2. Conceptualization
[19]
Before we claim something about our experience, we must conceptualize it,
since it is the conceptualization of our experience that we assert when
we make a claim. As mentioned above, this does not assume that experience
is a pure given, unadulterated by human categories. Experience and conceptualization
are correlative. Whatever the experience, however complex and filled with
conceptualizations it may be, it must be further conceptualized before we
can claim something about it. Thus, I may conceptualize a particular rendition
of Beethoven's Eroica as dynamic and claim that it is the most dynamic rendition
I have heard. The experience referred to may itself involve an incredible
cluster of conceptualizations and claims, to which is added the conceptualization
of the performance as more dynamic than any other and the claim that that
is so. My experience is then changed: it is one thing to listen to dynamic
music and another to listen to it while thinking of it as the most dynamic
I have ever heard. The reverse can also occur: I can be initially excited
by a hyped-up event and then come down when I realize the degree to which
I was responding to the hype. In short, experiencing can be constructed
or deconstructed.
[20]
Like attention, conceptualization can be unreflective or reflective. The
example of conceptualizing Beethoven's *Eroica* as dynamic was unreflective.

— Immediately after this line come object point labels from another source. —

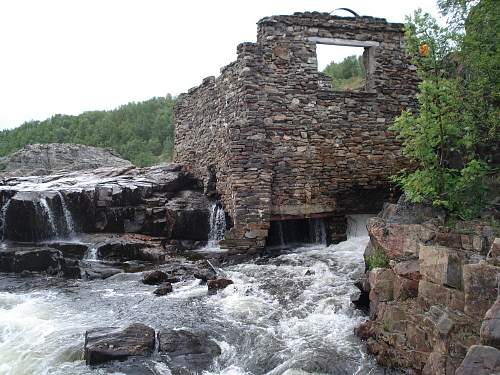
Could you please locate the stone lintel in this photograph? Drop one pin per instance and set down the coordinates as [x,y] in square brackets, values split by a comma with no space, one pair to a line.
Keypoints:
[343,42]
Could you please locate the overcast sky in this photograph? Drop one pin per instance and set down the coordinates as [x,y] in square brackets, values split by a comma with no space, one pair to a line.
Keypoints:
[70,56]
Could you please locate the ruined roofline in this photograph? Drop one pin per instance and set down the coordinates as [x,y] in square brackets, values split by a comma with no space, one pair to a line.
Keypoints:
[333,20]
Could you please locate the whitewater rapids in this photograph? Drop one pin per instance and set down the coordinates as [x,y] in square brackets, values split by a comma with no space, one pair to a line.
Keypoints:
[290,315]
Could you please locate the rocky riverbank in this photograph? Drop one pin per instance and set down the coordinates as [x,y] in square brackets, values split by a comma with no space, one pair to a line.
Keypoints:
[432,292]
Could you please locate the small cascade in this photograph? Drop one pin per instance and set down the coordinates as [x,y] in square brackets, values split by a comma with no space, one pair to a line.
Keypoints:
[68,218]
[49,215]
[317,231]
[356,225]
[217,225]
[281,235]
[3,212]
[91,254]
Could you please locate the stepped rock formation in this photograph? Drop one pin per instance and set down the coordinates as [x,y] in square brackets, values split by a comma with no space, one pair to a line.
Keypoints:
[45,159]
[427,306]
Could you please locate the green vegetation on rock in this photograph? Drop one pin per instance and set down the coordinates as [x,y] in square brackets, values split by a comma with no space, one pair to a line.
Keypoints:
[377,259]
[347,75]
[454,138]
[140,132]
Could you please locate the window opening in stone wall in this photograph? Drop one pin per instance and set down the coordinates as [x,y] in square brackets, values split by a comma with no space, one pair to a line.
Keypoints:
[345,65]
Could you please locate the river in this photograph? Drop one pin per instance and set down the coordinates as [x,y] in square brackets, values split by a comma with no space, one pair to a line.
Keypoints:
[288,315]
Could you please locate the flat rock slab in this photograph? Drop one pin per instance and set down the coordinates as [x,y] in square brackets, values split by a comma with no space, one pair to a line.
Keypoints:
[19,259]
[188,350]
[111,343]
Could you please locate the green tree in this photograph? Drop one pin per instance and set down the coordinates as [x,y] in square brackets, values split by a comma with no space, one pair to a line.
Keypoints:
[140,132]
[443,137]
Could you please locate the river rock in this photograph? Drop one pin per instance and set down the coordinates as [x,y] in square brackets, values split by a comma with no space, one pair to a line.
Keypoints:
[194,352]
[164,289]
[19,259]
[188,216]
[155,278]
[480,360]
[111,343]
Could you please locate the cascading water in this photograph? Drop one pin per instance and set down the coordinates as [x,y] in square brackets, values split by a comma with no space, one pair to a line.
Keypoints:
[217,225]
[91,254]
[3,212]
[288,315]
[317,231]
[68,217]
[48,214]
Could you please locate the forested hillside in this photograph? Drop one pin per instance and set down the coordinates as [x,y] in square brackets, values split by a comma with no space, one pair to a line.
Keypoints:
[140,132]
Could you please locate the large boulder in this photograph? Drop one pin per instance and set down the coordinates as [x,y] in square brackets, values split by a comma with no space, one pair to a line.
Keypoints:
[194,352]
[44,159]
[33,259]
[480,360]
[490,329]
[111,343]
[188,216]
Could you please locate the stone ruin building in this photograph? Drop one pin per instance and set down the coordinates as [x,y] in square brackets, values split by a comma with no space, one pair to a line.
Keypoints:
[278,145]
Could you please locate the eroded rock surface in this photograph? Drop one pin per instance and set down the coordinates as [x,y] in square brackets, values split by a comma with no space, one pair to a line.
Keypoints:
[426,307]
[194,352]
[110,344]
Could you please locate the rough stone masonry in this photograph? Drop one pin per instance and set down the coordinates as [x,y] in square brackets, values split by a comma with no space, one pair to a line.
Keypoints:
[276,142]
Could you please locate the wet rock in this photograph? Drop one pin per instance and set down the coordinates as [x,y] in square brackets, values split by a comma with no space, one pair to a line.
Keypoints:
[98,270]
[155,278]
[188,216]
[480,287]
[218,284]
[194,352]
[490,329]
[441,265]
[70,249]
[31,259]
[480,360]
[381,282]
[110,344]
[364,331]
[164,289]
[128,247]
[494,253]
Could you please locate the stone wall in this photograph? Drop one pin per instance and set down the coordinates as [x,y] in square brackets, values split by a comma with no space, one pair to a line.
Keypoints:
[279,143]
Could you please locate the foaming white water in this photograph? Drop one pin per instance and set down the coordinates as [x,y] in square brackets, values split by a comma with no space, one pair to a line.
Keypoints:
[217,225]
[291,315]
[91,254]
[49,215]
[3,213]
[30,334]
[297,310]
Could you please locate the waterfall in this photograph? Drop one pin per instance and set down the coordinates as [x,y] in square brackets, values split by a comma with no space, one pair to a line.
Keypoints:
[68,218]
[3,212]
[317,231]
[282,237]
[356,225]
[49,215]
[91,254]
[217,225]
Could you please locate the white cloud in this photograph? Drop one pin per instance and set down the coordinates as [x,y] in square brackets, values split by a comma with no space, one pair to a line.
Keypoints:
[59,56]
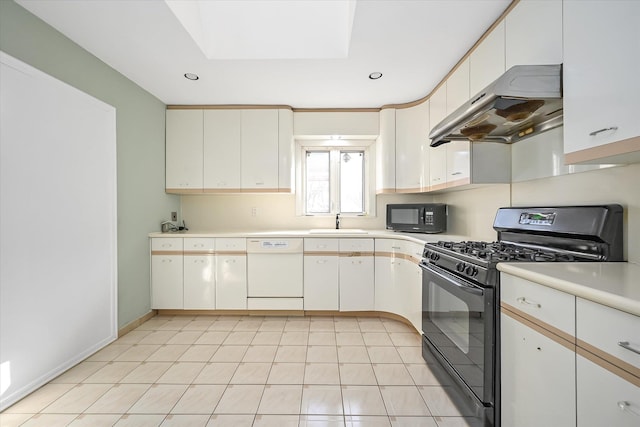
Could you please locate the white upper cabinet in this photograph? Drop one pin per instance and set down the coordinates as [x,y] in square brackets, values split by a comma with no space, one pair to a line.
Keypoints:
[412,130]
[259,150]
[184,169]
[601,85]
[322,124]
[438,155]
[386,152]
[229,150]
[458,170]
[222,150]
[285,151]
[534,33]
[487,62]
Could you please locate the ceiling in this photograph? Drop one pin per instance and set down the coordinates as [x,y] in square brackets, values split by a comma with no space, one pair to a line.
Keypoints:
[413,43]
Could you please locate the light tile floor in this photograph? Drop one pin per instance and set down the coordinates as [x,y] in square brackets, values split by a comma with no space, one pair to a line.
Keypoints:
[248,371]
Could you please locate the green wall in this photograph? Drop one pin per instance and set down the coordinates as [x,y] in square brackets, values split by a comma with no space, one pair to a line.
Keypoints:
[142,202]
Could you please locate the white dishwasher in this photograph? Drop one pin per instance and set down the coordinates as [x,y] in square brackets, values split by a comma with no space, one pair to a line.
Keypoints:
[274,274]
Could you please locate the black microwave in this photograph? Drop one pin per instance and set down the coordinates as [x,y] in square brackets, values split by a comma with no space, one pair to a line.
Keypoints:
[417,217]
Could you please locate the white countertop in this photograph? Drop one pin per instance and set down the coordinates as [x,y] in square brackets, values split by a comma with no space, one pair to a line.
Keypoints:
[614,284]
[320,233]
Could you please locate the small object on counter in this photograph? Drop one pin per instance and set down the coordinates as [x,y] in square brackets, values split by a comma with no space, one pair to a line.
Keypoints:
[168,227]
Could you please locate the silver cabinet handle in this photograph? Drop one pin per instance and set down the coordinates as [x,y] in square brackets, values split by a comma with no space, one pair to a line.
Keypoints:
[595,132]
[626,407]
[627,345]
[523,300]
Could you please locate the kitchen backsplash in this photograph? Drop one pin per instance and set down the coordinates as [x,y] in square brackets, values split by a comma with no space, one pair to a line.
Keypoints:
[471,212]
[234,212]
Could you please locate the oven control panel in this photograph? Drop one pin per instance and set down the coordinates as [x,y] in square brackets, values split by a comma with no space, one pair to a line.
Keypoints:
[537,218]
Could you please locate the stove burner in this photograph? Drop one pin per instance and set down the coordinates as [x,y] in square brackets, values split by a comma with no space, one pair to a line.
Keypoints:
[499,251]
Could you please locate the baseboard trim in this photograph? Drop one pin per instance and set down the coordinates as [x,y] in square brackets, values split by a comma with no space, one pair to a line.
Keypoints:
[135,323]
[316,313]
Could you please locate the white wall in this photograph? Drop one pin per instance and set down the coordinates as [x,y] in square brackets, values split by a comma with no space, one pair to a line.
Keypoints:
[471,212]
[232,212]
[142,202]
[58,260]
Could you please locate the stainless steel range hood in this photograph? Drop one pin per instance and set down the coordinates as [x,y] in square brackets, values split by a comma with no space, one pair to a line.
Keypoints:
[524,101]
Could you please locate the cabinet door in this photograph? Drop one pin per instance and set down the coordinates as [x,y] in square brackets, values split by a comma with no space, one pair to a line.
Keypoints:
[487,61]
[411,290]
[412,130]
[231,282]
[458,168]
[199,273]
[385,293]
[184,170]
[605,399]
[222,150]
[259,149]
[321,291]
[166,282]
[357,283]
[386,152]
[537,378]
[199,282]
[438,155]
[600,76]
[526,19]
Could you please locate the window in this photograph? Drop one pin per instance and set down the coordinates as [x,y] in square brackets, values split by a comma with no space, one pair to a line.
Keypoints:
[334,180]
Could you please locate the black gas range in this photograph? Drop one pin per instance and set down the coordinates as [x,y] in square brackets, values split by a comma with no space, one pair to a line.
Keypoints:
[461,287]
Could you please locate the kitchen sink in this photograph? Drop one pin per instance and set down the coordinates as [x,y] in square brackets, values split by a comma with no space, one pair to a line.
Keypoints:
[338,231]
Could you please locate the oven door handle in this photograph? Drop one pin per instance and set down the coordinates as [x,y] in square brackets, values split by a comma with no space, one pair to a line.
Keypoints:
[460,285]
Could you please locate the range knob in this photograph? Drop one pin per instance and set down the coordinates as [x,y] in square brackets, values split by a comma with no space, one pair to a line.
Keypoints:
[471,271]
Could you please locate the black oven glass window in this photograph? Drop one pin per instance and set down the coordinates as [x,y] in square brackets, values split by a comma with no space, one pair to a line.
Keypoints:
[455,323]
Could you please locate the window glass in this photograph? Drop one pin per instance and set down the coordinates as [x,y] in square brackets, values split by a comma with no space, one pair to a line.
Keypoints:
[351,181]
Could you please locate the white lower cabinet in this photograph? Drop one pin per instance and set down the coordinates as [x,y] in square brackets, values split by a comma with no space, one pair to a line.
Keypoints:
[356,272]
[321,282]
[608,356]
[199,274]
[538,378]
[537,337]
[231,274]
[566,361]
[166,273]
[605,399]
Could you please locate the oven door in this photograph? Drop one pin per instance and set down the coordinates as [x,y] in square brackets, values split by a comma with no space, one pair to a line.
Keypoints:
[458,321]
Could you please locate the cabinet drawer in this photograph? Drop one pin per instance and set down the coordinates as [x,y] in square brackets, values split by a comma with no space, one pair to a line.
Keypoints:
[553,307]
[166,244]
[231,244]
[604,327]
[356,245]
[199,244]
[321,245]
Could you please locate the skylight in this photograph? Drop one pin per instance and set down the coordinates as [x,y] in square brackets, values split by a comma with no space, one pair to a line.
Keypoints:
[268,29]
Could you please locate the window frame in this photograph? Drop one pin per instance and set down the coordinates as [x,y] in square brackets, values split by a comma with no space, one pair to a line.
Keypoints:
[335,147]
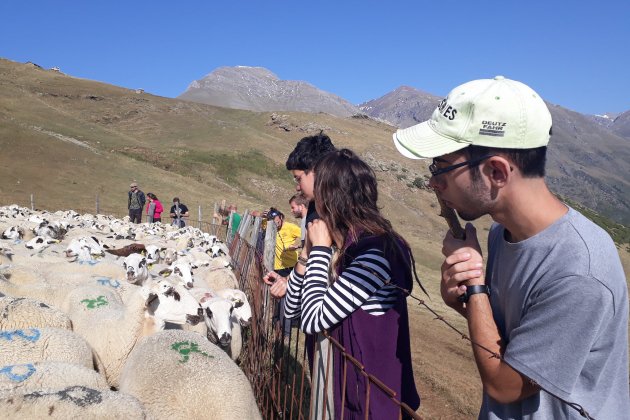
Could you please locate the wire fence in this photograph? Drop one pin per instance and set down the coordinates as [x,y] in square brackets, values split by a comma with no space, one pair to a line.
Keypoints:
[291,372]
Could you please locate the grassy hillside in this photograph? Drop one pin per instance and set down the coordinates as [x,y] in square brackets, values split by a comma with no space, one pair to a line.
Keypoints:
[66,140]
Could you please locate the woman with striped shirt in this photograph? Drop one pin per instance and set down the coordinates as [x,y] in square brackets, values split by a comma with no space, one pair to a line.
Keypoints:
[357,295]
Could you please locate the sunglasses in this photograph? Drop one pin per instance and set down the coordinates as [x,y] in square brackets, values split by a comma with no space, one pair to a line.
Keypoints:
[435,171]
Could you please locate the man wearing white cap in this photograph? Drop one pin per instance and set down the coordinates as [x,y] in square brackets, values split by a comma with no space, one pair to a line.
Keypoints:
[553,303]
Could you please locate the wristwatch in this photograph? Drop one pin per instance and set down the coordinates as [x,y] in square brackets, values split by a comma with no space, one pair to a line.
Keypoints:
[472,290]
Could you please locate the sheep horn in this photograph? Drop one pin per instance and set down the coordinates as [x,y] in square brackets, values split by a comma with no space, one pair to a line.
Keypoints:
[451,219]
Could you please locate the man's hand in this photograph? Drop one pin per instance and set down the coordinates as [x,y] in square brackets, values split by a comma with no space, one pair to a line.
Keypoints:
[463,266]
[278,284]
[318,233]
[279,288]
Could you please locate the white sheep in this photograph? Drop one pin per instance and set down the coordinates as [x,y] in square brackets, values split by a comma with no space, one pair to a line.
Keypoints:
[177,374]
[242,308]
[135,266]
[119,325]
[215,278]
[40,242]
[24,313]
[74,402]
[29,377]
[31,345]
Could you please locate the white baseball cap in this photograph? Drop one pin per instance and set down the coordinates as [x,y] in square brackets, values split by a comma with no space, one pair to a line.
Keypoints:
[497,112]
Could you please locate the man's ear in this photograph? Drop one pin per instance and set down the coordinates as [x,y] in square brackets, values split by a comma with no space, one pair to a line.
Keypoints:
[500,170]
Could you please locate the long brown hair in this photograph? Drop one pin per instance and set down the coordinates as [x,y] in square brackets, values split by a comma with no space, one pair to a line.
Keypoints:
[346,197]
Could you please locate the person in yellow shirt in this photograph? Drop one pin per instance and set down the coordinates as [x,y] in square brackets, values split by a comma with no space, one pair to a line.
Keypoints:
[288,240]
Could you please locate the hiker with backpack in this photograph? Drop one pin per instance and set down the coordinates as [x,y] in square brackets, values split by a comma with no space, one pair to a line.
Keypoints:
[178,212]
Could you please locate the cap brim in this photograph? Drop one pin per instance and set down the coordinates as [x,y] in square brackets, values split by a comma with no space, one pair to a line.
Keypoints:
[421,141]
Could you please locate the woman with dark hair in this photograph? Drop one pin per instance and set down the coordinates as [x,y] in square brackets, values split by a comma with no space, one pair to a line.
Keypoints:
[357,298]
[154,209]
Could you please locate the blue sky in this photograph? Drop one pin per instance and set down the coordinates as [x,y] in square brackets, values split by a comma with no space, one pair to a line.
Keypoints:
[575,54]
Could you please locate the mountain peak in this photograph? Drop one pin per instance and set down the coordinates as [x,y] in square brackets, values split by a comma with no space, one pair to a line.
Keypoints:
[259,89]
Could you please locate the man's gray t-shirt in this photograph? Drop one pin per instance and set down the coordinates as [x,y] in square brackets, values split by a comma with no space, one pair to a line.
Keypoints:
[560,301]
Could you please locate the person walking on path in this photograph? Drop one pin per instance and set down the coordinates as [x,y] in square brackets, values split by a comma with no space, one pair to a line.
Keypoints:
[154,209]
[287,242]
[299,208]
[135,203]
[301,163]
[552,306]
[357,296]
[178,212]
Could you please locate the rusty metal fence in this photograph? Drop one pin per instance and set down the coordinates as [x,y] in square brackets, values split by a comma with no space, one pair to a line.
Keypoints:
[290,372]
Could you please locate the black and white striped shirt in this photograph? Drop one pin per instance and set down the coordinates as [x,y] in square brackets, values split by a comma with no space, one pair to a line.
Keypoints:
[322,306]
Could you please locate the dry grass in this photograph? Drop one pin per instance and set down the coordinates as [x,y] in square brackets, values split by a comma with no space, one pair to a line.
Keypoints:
[65,140]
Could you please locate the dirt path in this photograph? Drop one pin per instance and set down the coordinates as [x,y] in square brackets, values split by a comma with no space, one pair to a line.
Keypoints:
[444,369]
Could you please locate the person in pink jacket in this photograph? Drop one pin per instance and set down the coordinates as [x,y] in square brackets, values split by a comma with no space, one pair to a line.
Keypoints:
[154,209]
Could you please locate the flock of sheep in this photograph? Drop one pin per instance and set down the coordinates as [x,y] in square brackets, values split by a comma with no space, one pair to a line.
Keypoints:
[102,318]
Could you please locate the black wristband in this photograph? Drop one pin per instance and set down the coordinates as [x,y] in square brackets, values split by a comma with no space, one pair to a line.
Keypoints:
[472,290]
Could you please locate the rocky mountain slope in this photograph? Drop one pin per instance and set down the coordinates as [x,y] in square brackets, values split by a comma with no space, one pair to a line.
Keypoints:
[258,89]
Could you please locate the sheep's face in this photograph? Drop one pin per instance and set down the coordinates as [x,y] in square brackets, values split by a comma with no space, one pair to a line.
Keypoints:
[217,250]
[136,267]
[242,309]
[218,318]
[154,254]
[14,233]
[40,242]
[84,249]
[170,256]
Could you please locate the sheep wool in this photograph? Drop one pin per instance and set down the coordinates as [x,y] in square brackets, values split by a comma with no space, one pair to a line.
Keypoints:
[19,313]
[31,345]
[30,377]
[179,375]
[75,402]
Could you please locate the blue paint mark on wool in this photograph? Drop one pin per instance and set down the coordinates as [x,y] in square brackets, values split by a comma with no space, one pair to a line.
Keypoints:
[17,377]
[32,336]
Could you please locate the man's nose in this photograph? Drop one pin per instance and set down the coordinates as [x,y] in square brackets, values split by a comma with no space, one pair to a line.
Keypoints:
[436,184]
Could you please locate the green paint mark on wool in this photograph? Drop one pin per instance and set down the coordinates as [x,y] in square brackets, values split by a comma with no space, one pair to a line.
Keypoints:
[185,348]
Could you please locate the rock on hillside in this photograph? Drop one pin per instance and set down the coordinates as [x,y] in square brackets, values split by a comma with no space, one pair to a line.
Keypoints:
[258,89]
[589,161]
[621,125]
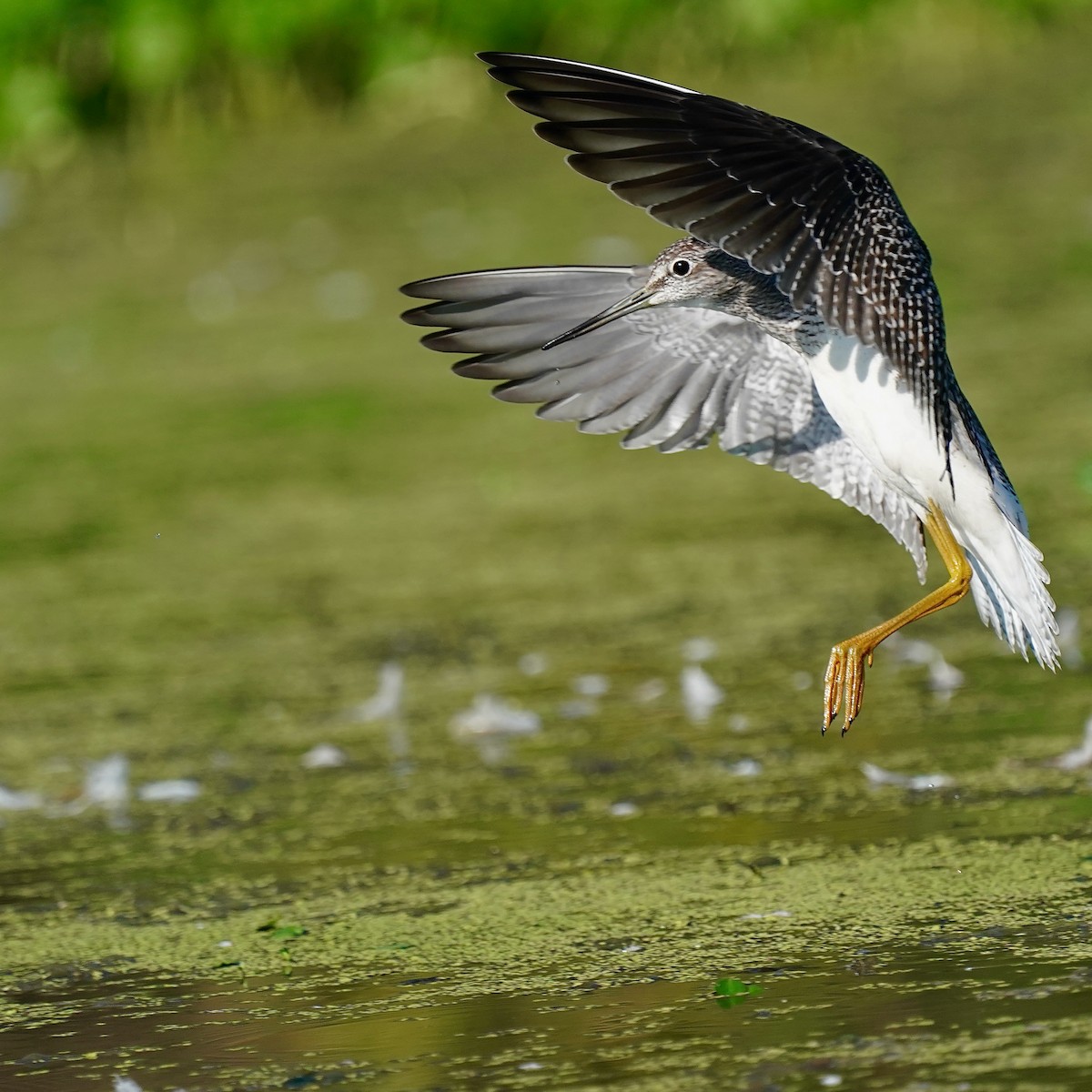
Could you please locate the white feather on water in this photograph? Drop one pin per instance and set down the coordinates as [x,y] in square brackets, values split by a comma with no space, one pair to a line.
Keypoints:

Discussing the experience, making an example of it, was reflective.
3. Reflection
[21]
The self-reflective nature of the phenomenology of consciousness is found
in reflective attention and reflective conceptualization. I must not just
be conscious. I must not just be conscious of something. I must be conscious
of consciousness itself (reflective attention). Similarly, I must not just
think. I must not just think about something. And I must not just think
about my own thinking (meta-theory). I must be aware of as well as think
about my thinking process (phenomenology of consciousness: reflective attention
combined with reflective conceptualization).
4. A Conceptual Map of the Science of Consciousness
[22]
The following map does not intend to be exhaustive, but identifies the major
methodologies of SOC and their interrelationships.
*Phenomenology*: a reflective study of the conscious processes, states,
or events from which all knowing emerges.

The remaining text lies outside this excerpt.